Transition speculation is underway, and the floating of Caroline Kennedy's name as a possible ambassador to the United Nations prompts the inspired New York Post headline: "BAMELOT."

Why did Obama win, and what does it mean?

Politico's John Harris and Jim VandeHei see nothing less than an earthquake:

"For most of the past 30 years, since the dawn of the Reagan Era, conservatives have held the momentum in American politics. Even the Clinton years were shaped -- and constrained -- by conservative ideas (work requirements for welfare, the Defense of Marriage Act) and conservative rhetoric ('the era of Big Government is over'). Republicans rode this wave to win the presidency five of seven times since 1980, and to dominate Congress for a dozen years after 1994. Now the wave has crashed, breaking the back of the modern Republican Party in the process.

"Obama's victory and the second straight election to award big gains to congressional Democrats showed that the 2006 election was not, as Karl Rove and others argued at the time, a flukish result that reflected isolated scandals in the headlines at the time. Republicans lost their reform mantle. Voters who wanted change voted for Obama 89 percent to 9 percent. They lost their decisive edge on national security. They even lost the battle over taxes."

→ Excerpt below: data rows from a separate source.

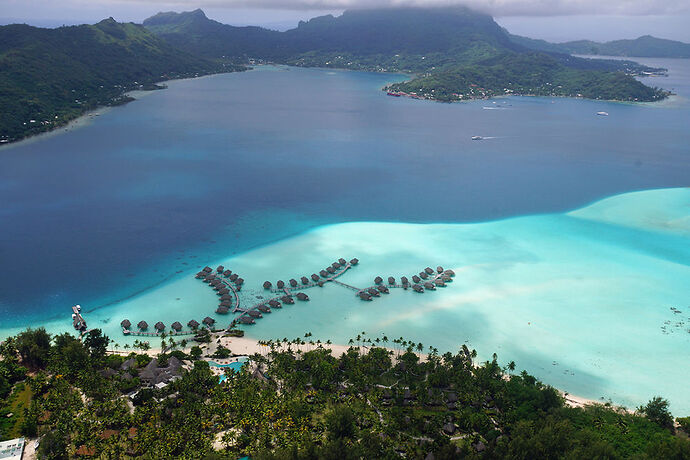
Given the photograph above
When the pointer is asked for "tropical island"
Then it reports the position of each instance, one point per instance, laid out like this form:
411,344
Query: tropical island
300,398
51,76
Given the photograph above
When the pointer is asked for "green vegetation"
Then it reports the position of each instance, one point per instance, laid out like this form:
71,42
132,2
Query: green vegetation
294,402
453,51
51,76
526,74
646,46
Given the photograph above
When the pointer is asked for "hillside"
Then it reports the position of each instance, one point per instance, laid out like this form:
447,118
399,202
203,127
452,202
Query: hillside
450,48
646,46
50,76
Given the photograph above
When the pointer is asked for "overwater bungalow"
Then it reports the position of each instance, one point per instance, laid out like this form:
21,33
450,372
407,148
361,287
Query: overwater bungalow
209,321
373,292
246,319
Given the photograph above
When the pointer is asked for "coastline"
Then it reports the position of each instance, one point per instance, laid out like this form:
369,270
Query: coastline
244,347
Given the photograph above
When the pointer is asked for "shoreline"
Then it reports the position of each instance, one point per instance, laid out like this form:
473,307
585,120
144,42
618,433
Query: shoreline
244,347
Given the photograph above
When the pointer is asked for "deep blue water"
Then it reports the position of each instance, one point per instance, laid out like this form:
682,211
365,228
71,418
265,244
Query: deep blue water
217,165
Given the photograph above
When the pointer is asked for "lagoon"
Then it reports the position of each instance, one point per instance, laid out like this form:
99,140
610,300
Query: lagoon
279,171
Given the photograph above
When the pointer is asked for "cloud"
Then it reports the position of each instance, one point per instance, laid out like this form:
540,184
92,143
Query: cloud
493,7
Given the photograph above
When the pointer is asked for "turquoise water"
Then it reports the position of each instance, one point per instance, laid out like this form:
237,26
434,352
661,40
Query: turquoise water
277,172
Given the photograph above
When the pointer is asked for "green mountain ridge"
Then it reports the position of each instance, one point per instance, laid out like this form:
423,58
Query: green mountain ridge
645,46
51,76
451,50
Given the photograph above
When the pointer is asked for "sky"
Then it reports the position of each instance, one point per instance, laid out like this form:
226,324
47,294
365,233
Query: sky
553,20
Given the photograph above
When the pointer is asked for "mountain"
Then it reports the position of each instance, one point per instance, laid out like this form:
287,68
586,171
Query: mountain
450,48
50,76
645,46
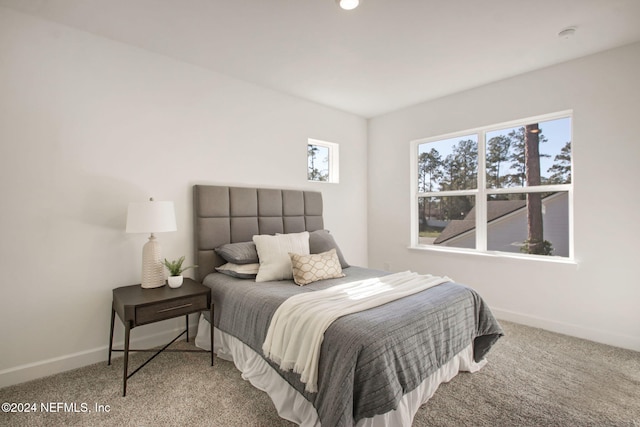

McCain confidant Mark Salter tells Roger Simon: "I do believe and will never be dissuaded otherwise that the media had their thumb on the scale. Maybe if the media had been fair, we still would have lost. But there were two different standards of scrutiny for us and Obama."

National Review wonders whether Obama is a closet righty:

"All Americans should be glad that a black American has been able to make it to the presidency, and hope that President-elect Barack Obama's time in office will redound to the country's long-term benefit. We wish the outcome of yesterday's elections had been different . . .

"Yet the public has not embraced many of the central aspects of liberalism. President-elect Barack Obama's record and positions put him well to the left of any president in the last four decades. But to judge from his campaign, he is a man who wants to cut taxes, defend an individual right to own guns, take a hard line on terrorists in Pakistan, reduce the abortion rate, allow people to keep their health-care plans, and keep trade free. The polls suggest that he was wise to run in this fashion: They show that the public remains as skeptical about federal activism and social liberalism as they have been for years. The public has, however, clearly rejected the Republican party in its present configuration."

Rush Limbaugh strikes a defiant chord:

"We're being told here today by the wizards of smart on our side, 'We need to be gracious in defeat.' My answer to that is, 'Screw defeat! Screw this whole notion that we have to sit around and try to show these people that we're the nice people, that they don't think that we are.' . . . We gotta be honest with ourselves about why we lost this battle . . . And the core of the problem is that the Republican Party (for some inexplicable reason that I don't care about now) decided to abandon conservatism."